OK, good news at last: on my Asus P5W DH Deluxe, the updates to libata
(ata_piix.c) in vanilla 2.6.26 seem to fix the time-out problems during boot.

Comment 13 Alan Cox 2008-07-28 13:39:43 UTC

Yay althohg it may well have been the core changes Tejun did that were the magic.

Comment 14 Bas Mevissen 2008-07-28 13:47:33 UTC

Why already close this report? There is no Fedora solution yet. 

2.6.26 Breaks third party drivers from nvidia and virtual box. So for Fedora
8&9, I would recommend to backport Tejun's changes to 2.6.25.

Comment 15 Alan Cox 2008-07-28 14:09:59 UTC

I closed it as fixed upstream. When Fedora ships a 2.6.26 kernel the problem
will go away. A backport would be complex and risk breaking other working systems.

Nvidia proprietary problems should be addressed to Nvidia.

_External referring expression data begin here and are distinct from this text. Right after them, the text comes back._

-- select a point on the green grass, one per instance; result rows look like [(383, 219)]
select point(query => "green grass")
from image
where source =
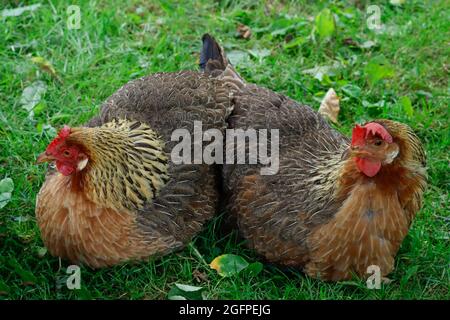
[(117, 43)]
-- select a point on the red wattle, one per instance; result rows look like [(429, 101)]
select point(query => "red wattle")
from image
[(65, 169), (368, 167)]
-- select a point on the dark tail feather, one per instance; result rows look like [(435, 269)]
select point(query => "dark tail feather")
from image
[(212, 56)]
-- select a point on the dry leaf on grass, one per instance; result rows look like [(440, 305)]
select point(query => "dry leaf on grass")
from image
[(244, 31), (329, 107)]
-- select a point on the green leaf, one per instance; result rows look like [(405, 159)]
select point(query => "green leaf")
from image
[(18, 11), (236, 56), (352, 90), (254, 268), (325, 24), (397, 2), (45, 65), (186, 292), (6, 189), (295, 43), (228, 264), (27, 276), (260, 53), (378, 69), (407, 106), (40, 107), (4, 288), (31, 96)]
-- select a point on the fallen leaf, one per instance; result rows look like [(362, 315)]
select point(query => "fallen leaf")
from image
[(200, 276), (329, 107), (368, 44), (378, 69), (244, 31), (254, 268), (260, 53), (352, 90), (397, 2), (350, 42), (41, 251), (228, 264), (295, 42), (325, 24), (46, 66), (236, 56), (320, 71), (18, 11), (31, 96), (407, 106), (6, 189), (186, 292)]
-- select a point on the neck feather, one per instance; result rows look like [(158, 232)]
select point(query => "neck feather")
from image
[(127, 164)]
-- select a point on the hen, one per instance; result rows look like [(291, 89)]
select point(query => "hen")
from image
[(336, 205), (116, 195)]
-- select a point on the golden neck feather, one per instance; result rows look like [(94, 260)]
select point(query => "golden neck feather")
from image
[(127, 164)]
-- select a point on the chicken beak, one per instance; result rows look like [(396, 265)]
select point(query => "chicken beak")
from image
[(44, 157)]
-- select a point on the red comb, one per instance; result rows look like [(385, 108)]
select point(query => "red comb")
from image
[(377, 129), (358, 136), (62, 135)]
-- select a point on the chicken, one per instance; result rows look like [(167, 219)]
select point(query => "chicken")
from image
[(337, 205), (116, 195)]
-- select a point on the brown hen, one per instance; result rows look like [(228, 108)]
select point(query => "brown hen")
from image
[(336, 206), (116, 195)]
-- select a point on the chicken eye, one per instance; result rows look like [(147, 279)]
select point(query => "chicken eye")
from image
[(378, 143)]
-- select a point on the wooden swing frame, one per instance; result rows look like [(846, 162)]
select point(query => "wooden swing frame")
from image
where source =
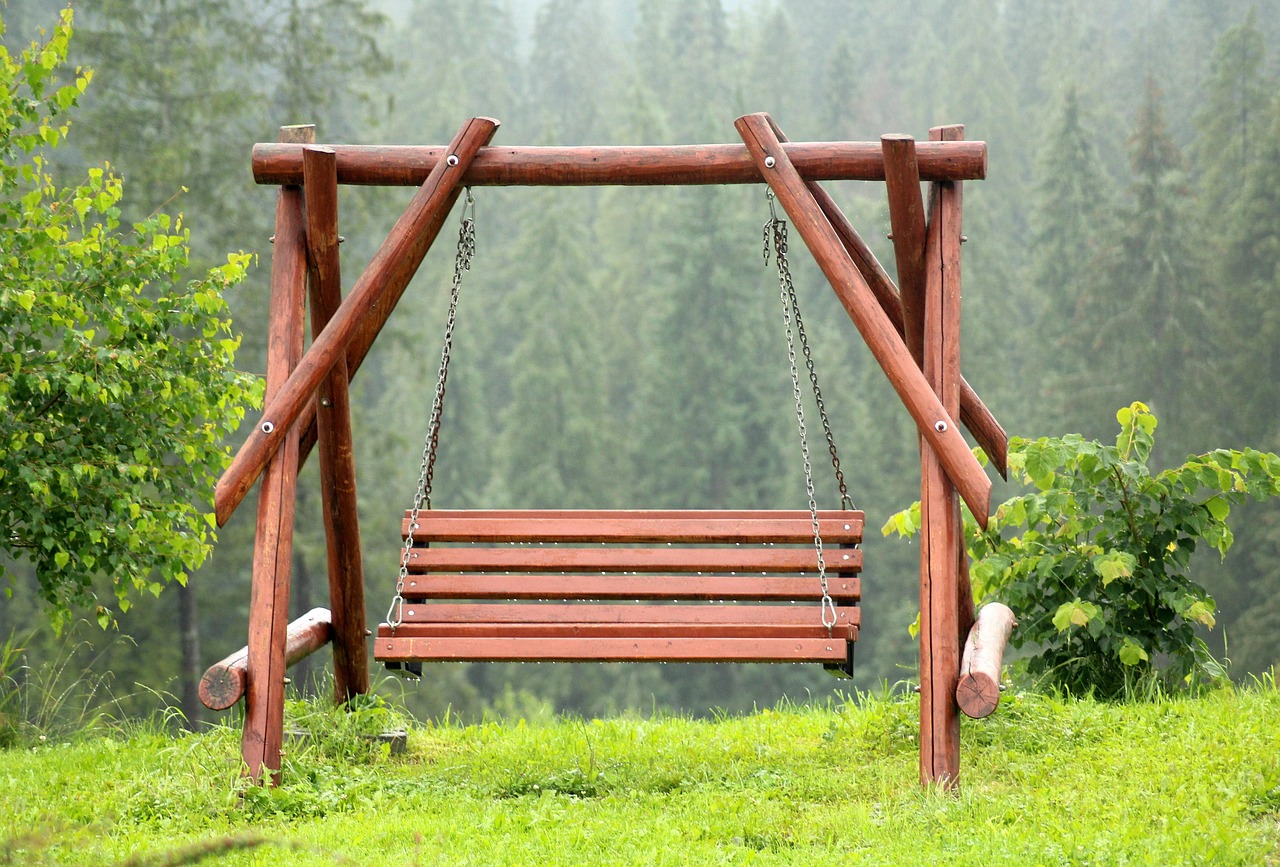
[(913, 331)]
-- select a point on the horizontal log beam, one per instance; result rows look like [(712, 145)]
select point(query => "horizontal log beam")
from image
[(873, 324), (359, 319), (224, 681), (408, 165), (978, 690)]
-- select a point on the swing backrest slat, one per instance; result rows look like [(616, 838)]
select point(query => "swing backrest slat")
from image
[(626, 585)]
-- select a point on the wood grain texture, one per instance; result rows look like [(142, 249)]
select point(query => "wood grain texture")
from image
[(333, 429), (360, 318), (982, 661), (223, 683), (906, 218), (609, 587), (630, 165), (880, 334), (973, 413), (273, 546), (713, 588), (941, 532), (496, 648)]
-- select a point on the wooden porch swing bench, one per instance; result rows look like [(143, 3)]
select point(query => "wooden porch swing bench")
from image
[(625, 587), (612, 585)]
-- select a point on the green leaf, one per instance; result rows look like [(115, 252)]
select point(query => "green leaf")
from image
[(1114, 565), (1077, 612), (1132, 653)]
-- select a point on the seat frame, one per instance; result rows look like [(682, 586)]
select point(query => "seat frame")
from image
[(626, 587)]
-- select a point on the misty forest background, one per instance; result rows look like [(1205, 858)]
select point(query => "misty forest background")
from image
[(622, 347)]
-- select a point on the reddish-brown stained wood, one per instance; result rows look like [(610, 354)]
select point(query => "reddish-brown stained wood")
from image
[(551, 559), (941, 534), (360, 318), (337, 450), (684, 526), (906, 217), (668, 164), (592, 629), (629, 587), (973, 413), (223, 684), (978, 689), (557, 612), (273, 546), (881, 337), (612, 649)]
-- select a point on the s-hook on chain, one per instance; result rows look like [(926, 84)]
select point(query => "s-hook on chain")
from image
[(776, 234), (426, 471)]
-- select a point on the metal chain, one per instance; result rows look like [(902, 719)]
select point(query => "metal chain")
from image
[(426, 471), (776, 232)]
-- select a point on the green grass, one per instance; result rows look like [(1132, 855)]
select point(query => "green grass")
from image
[(1046, 781)]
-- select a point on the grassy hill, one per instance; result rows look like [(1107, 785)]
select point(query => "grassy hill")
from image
[(1046, 781)]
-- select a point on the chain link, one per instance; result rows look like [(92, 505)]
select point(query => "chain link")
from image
[(426, 471), (776, 234)]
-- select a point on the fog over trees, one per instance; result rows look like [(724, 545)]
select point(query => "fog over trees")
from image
[(621, 347)]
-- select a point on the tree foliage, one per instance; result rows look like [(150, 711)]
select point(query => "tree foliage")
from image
[(117, 378), (1096, 560)]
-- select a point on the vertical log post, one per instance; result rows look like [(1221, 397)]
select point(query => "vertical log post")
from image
[(273, 546), (882, 338), (941, 532), (333, 429), (906, 217), (361, 315)]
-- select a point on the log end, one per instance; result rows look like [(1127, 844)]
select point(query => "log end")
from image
[(978, 689), (222, 687), (977, 694)]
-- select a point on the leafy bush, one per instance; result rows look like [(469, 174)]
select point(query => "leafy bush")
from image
[(1096, 561), (117, 379)]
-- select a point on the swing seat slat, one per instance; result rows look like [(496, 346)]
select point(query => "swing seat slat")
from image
[(607, 585), (498, 648), (709, 588)]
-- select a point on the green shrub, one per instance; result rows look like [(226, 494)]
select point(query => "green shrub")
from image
[(1096, 561)]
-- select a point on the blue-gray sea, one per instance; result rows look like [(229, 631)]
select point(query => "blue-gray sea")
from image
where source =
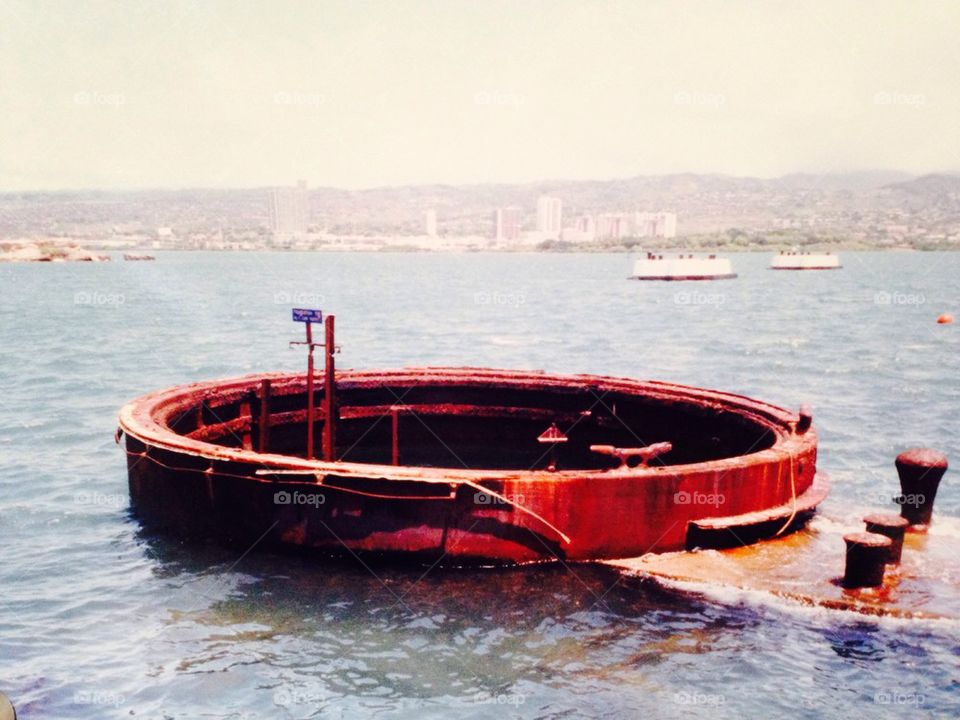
[(99, 619)]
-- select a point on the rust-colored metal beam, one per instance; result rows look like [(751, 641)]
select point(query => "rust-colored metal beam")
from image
[(329, 393), (263, 435)]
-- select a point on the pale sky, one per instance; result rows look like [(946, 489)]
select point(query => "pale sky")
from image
[(357, 94)]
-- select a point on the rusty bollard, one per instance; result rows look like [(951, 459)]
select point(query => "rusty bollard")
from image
[(891, 526), (920, 471), (867, 555)]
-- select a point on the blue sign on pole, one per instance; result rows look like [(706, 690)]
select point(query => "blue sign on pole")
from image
[(307, 315)]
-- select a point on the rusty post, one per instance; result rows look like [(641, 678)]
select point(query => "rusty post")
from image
[(395, 447), (310, 411), (920, 470), (263, 439), (867, 555), (331, 411), (891, 526)]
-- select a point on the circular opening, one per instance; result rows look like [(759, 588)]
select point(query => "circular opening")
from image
[(475, 424)]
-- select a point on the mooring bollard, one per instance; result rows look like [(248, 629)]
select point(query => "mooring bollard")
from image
[(867, 555), (891, 526), (920, 470)]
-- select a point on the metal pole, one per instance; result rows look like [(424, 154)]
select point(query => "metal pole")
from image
[(395, 423), (310, 413), (331, 410), (264, 435)]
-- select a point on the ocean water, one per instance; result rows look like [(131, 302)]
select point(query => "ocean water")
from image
[(99, 619)]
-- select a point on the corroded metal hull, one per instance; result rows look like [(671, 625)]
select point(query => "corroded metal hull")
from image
[(442, 465)]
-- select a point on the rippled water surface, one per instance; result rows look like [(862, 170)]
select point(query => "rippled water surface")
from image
[(101, 620)]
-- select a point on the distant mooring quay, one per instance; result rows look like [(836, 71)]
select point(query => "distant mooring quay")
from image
[(464, 466)]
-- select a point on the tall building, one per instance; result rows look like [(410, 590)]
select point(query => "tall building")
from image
[(506, 224), (430, 223), (549, 216), (616, 226), (290, 210)]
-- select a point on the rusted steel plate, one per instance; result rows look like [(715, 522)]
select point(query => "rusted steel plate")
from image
[(182, 475)]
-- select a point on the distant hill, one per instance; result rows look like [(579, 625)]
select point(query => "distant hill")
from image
[(871, 207)]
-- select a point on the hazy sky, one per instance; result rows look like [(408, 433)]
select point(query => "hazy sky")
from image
[(355, 94)]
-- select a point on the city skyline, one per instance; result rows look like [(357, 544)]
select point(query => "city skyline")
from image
[(214, 95)]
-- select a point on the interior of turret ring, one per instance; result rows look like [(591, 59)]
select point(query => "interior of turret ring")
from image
[(477, 426)]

Comment 16 Chuck Ebbert 2008-07-29 04:23:34 UTC

We will be releasing a 2.6.26 kernel for F8 and F9 soon.

Comment 17 Bas Mevissen 2008-09-09 22:38:33 UTC

Any idea when this will be?

Comment 18 Bas Mevissen 2008-09-10 20:05:58 UTC

Ah, this morning I found out that the newkey repos were created. I tested the kernels 2.6.26.3-29.fc9.x86_64 and 2.6.26.3-29.fc9.i686. They seem to be fine on my system.